In India we see a sort of age bias something akin to gender bias or any other bias for that matter. The aged would begin to think of themselves as ‘old’ and start expecting some special treatment from children and vice versa. The children would also think of their parents as old and begin to put restrictions on them. Let’s take clothing as an example. My Mother was barely 55 when we two sisters were grown up and independent, we would hear her say things like, ‘I am too old to wear bright colours such as red, orange or pink. I must dress soberly now. It does not look nice to do this or that as I have two grown up daughters.’ And so on. We tried explaining to her but in vain- she would not leave her traditionally biased opinions of what should be and not be at her age.

Let us take another example of behaviour. In a room full of people, the youngest one will get up to fetch the glass of water requested by a parent. And of course the girl child gets up rather than the male child! I told you the age bias is akin to gender bias. When this happens the message from one side is that ‘now you are old to do your own things and good enough to be dependent’, and from the other side is that I am old and I cannot get up to do my own things now.’ Traditionally such behaviour is termed as ‘respect’ for the elderly but in modern times it gets translated into dependency and aging. In many developed countries with socio-cultural changes, the aged are becoming more active, energetic and independent with a conscious choice of being like that. They fashion their responses in such a way where they say, ‘I can do that for myself- I am not old yet!’. They may take offense if treated as a ‘old person’.
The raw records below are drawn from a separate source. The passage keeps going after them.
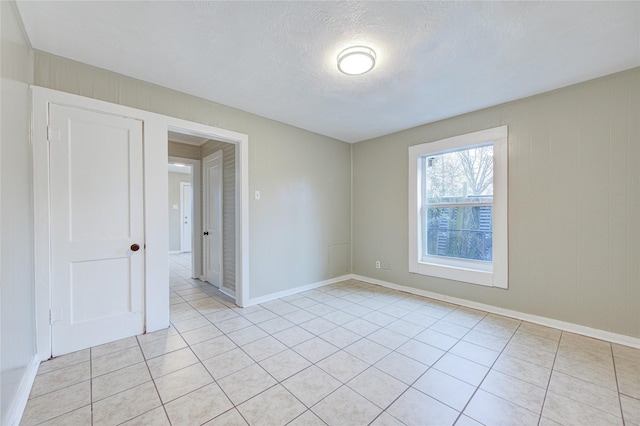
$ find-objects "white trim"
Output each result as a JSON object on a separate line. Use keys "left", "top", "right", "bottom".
{"left": 237, "top": 130, "right": 250, "bottom": 307}
{"left": 245, "top": 275, "right": 353, "bottom": 307}
{"left": 4, "top": 356, "right": 40, "bottom": 426}
{"left": 415, "top": 126, "right": 508, "bottom": 155}
{"left": 32, "top": 86, "right": 250, "bottom": 359}
{"left": 32, "top": 88, "right": 53, "bottom": 361}
{"left": 168, "top": 250, "right": 181, "bottom": 254}
{"left": 169, "top": 156, "right": 201, "bottom": 279}
{"left": 351, "top": 274, "right": 640, "bottom": 349}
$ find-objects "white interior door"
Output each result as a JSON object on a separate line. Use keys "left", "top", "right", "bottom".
{"left": 180, "top": 182, "right": 192, "bottom": 253}
{"left": 49, "top": 104, "right": 144, "bottom": 356}
{"left": 203, "top": 151, "right": 223, "bottom": 287}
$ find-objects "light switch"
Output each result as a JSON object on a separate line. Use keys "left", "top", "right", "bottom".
{"left": 172, "top": 204, "right": 179, "bottom": 209}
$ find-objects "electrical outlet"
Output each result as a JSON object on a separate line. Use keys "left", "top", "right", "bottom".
{"left": 375, "top": 261, "right": 381, "bottom": 269}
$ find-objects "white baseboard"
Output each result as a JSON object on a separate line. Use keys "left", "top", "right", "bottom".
{"left": 245, "top": 274, "right": 352, "bottom": 307}
{"left": 351, "top": 274, "right": 640, "bottom": 349}
{"left": 5, "top": 355, "right": 40, "bottom": 426}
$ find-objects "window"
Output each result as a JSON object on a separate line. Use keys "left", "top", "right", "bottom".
{"left": 409, "top": 126, "right": 508, "bottom": 288}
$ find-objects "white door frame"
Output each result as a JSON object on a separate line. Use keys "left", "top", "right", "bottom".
{"left": 32, "top": 86, "right": 250, "bottom": 361}
{"left": 169, "top": 156, "right": 200, "bottom": 279}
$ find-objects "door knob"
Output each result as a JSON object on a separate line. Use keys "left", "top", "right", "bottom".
{"left": 130, "top": 243, "right": 140, "bottom": 252}
{"left": 203, "top": 232, "right": 209, "bottom": 236}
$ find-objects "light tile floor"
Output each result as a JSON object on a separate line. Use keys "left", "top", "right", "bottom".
{"left": 22, "top": 253, "right": 640, "bottom": 425}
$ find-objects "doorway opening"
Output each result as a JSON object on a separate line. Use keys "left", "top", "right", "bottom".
{"left": 168, "top": 154, "right": 200, "bottom": 280}
{"left": 167, "top": 131, "right": 240, "bottom": 301}
{"left": 167, "top": 162, "right": 193, "bottom": 255}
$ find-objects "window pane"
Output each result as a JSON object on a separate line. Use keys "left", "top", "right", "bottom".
{"left": 424, "top": 145, "right": 493, "bottom": 203}
{"left": 425, "top": 206, "right": 492, "bottom": 261}
{"left": 422, "top": 144, "right": 494, "bottom": 262}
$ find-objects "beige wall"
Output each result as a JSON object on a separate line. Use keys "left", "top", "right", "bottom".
{"left": 168, "top": 172, "right": 192, "bottom": 252}
{"left": 353, "top": 68, "right": 640, "bottom": 339}
{"left": 202, "top": 140, "right": 237, "bottom": 293}
{"left": 34, "top": 51, "right": 352, "bottom": 300}
{"left": 1, "top": 1, "right": 36, "bottom": 422}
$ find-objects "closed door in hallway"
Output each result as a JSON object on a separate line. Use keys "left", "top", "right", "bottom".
{"left": 203, "top": 150, "right": 223, "bottom": 287}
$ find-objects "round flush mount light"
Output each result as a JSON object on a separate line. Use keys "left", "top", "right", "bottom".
{"left": 337, "top": 46, "right": 376, "bottom": 75}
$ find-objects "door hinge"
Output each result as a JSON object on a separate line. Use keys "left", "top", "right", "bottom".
{"left": 47, "top": 126, "right": 61, "bottom": 142}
Doing your own little things and being as independent as you can be and being active and engaged in a meaningful and purposeful way is the new norm. Age they say is in the mind and is just a number and we can live happily as long as we can and are destined to by God! Neither birth and nor death is in our hands but life and living are certainly within our reach. We should grab the opportunity with open arms and embrace life with joy. There is certainly no time for depression. It is a time for fun, laughter and happiness.